How to Web Scrape Zillow

If you live in the US and have ever tried to search for a house to purchase or rent, you must have come across Zillow. It is one of the world’s biggest property websites and caters to millions of users’ needs each month. With such a mammoth user base and hundreds of thousands of property listings, Zillow is a treasure trove of data.

In this article, you will learn how to scrape the search results data from Zillow while bypassing its bot detection. You will be using Selenium and Undetected-Chromedriver to do all the heavy lifting. Before moving on, you can explore the search results page from Zillow at this link. This is what it looks like at the time of writing this article:

How to Web Scrape Zillow

Requirements

Like any new project, go ahead and create a new folder.

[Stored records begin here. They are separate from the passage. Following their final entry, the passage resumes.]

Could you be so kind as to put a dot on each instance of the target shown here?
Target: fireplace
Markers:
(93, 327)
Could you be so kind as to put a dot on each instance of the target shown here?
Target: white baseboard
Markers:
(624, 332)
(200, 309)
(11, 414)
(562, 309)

You can name it whatever you want. Then create a new app.py file inside this folder and install two dependencies:

Selenium will provide us with APIs to programmatically control a browser, and undetected-chromedriver will patch the Selenium Chromedriver such that websites will not know that they are being accessed by an automated browser. This is generally more than enough to thwart most anti-bots. Pair this with some rotating proxies solution similar to what ScraperAPI provides, and you have a fairly good solution for scraping most websites.

You can run these commands in the terminal to quickly bootstrap and satisfy all the requirements:

$ mkdir scrape-zillow
$ cd scrape-zillow
$ touch app.py
$ pip install selenium undetected-chromedriver

This tutorial uses Python version 3.10.0, but the code is very generic and should work with most recent Python versions. If you are impatient, you can also look at the complete code at the end of the article.

Fetching Zillow Search Page

Just to make sure everything is set up correctly, go ahead and add this code to the app.py file and run it:

import undetected_chromedriver as uc

driver = uc.Chrome(use_subprocess=True)
driver.get("https://www.zillow.com/bellevue-wa/")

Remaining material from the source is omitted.